Effect of shear-thinning behavior on interface renewal in partially filled single rotor mixing

Abstract

The mixing process is often used not only to homogenize the materials, but also to bring out better functions by mixing different materials. In the mixing process involving chemical reactions, it is also important to quickly remove the by-products of the reaction. In this study, a flow field around a single rotor rotating in a partially filled chamber was numerically simulated using a 3D model to examine the interface renewal characteristics of highly viscous fluids. The fluids examined were glycerin, which is Newtonian fluid, and aqueous solution of carboxymethylcellulose (CMC), which is Non-Newtonian fluid. A three-wing rotor was chosen as the mixing rotor. The evaluation of interface renewal was performed using history particles. Also, the flow states were classified into rotational, shear, and extensional flows using the Flow number to analyze the flow field.
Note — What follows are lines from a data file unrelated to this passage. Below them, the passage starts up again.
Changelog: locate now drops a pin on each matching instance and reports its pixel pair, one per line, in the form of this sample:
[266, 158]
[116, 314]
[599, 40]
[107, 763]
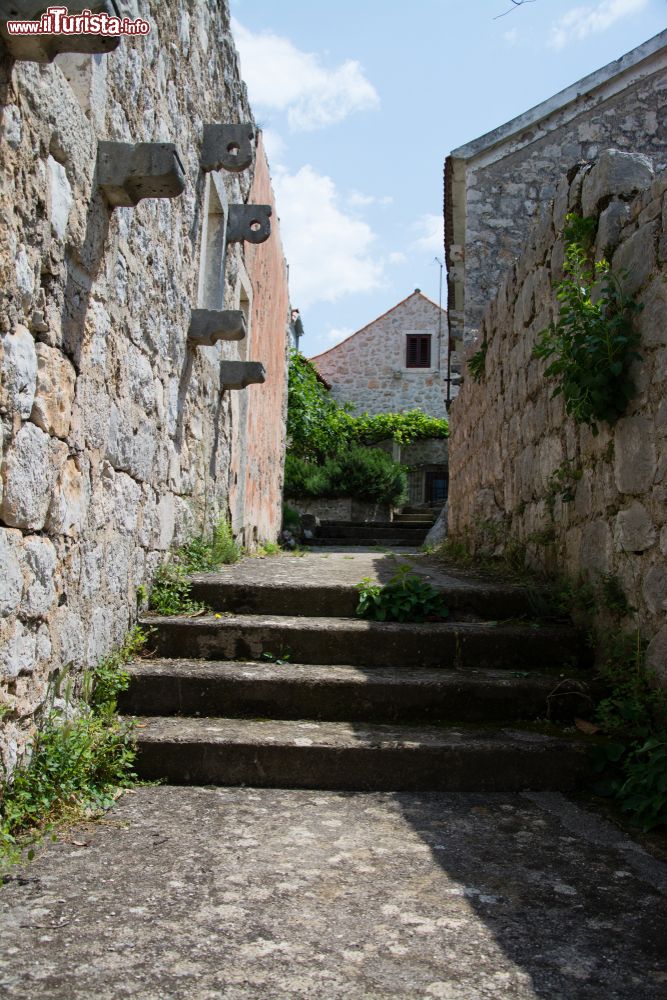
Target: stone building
[496, 185]
[579, 503]
[143, 322]
[397, 363]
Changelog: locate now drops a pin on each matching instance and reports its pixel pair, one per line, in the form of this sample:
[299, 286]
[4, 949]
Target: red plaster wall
[258, 437]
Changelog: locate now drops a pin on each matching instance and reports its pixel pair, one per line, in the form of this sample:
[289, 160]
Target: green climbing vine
[593, 344]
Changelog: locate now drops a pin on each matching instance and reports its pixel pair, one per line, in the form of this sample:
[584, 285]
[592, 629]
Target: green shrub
[406, 598]
[75, 764]
[362, 473]
[170, 593]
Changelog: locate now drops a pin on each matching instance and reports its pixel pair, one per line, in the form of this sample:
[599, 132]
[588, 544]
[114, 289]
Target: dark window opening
[418, 351]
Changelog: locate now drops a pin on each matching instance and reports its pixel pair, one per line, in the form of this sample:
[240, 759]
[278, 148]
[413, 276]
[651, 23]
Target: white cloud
[274, 144]
[580, 22]
[397, 258]
[358, 200]
[281, 77]
[429, 234]
[329, 252]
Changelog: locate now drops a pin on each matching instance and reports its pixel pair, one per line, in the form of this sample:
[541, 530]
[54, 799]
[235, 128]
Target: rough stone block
[654, 589]
[31, 465]
[636, 257]
[249, 223]
[615, 174]
[635, 457]
[44, 48]
[652, 320]
[656, 655]
[11, 575]
[128, 172]
[19, 372]
[611, 222]
[208, 326]
[227, 147]
[54, 394]
[71, 496]
[596, 548]
[40, 561]
[634, 530]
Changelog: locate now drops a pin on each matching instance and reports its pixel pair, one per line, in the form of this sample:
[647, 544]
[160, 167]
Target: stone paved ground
[200, 894]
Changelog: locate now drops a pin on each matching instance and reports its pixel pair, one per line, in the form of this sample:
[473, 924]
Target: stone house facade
[394, 364]
[523, 471]
[495, 186]
[126, 425]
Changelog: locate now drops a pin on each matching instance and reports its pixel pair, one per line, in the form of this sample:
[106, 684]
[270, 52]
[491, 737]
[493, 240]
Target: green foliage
[170, 594]
[363, 473]
[404, 428]
[593, 344]
[406, 598]
[633, 766]
[319, 428]
[477, 362]
[103, 684]
[291, 517]
[78, 759]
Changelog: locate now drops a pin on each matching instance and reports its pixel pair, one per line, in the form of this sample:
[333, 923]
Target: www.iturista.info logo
[59, 21]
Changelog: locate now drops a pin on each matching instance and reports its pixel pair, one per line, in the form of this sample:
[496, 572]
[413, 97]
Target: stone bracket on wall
[227, 147]
[128, 172]
[248, 223]
[208, 326]
[44, 48]
[239, 374]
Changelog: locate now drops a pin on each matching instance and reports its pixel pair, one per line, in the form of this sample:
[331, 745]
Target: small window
[418, 351]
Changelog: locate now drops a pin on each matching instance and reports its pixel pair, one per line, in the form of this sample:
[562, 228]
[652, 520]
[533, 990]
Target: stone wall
[369, 370]
[510, 437]
[496, 185]
[119, 440]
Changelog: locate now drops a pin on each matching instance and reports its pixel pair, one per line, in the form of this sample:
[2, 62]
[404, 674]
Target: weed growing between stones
[79, 759]
[406, 598]
[170, 594]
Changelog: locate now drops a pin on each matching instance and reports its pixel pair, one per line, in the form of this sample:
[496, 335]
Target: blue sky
[361, 102]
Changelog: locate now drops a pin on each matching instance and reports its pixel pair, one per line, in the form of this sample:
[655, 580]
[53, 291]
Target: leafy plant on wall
[593, 344]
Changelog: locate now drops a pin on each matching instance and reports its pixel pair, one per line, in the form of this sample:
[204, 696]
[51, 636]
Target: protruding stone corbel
[239, 374]
[128, 172]
[208, 326]
[43, 48]
[227, 147]
[248, 223]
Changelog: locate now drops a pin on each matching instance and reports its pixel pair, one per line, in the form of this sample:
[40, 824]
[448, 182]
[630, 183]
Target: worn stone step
[411, 532]
[336, 755]
[367, 643]
[393, 542]
[483, 600]
[344, 693]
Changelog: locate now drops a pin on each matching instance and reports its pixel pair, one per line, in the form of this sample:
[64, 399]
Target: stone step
[483, 600]
[364, 531]
[366, 643]
[325, 541]
[345, 693]
[337, 755]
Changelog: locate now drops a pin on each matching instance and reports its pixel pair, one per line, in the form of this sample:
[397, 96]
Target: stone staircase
[284, 687]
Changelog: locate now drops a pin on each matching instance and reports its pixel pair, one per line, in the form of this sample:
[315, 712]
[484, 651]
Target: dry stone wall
[117, 439]
[511, 443]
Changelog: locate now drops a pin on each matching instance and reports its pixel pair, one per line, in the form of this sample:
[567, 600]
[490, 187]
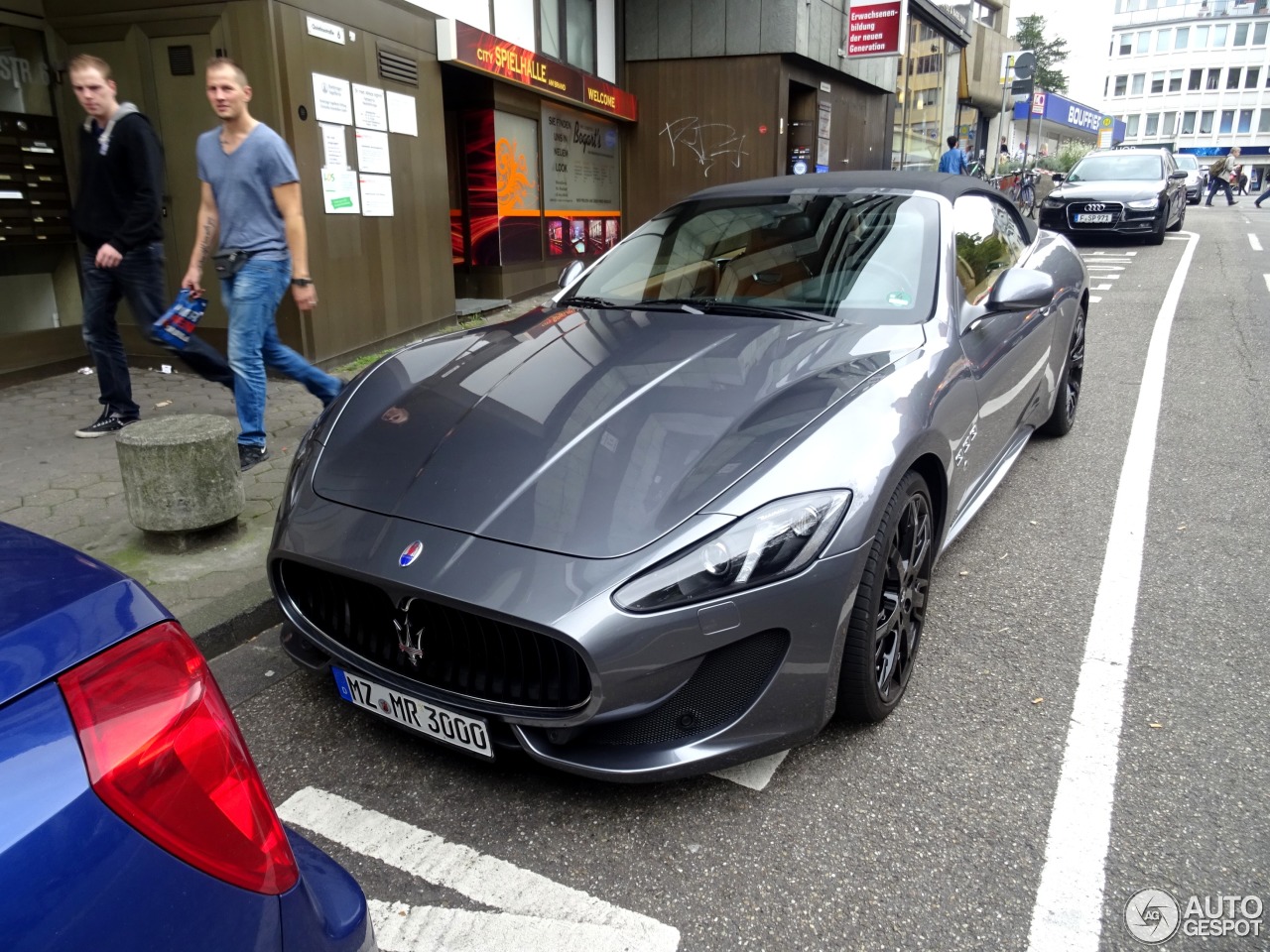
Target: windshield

The velocity distribution obtained by the simulation was in good agreement with the experimental results under the same geometry and conditions. For distributive mixing and interface renewal, CMC results were superior to glycerin. Flow number-based evaluations showed similar flow conditions around a single rotor, regardless of the physical properties of the test fluid. However, in the case of glycerin, fluid mixing between adjacent spaces separated by the rotor wing was suppressed and interface renewals were reduced. This is because, compared to CMC, glycerin does not have a decrease in viscosity due to shear-thinning properties, and the flow rate passing through the rotor tip is relatively small. It was also shown that there was a positive correlation between the flow rate passing through the tip part of the rotor and the interface renewal, regardless of the characteristics of the mixing fluids.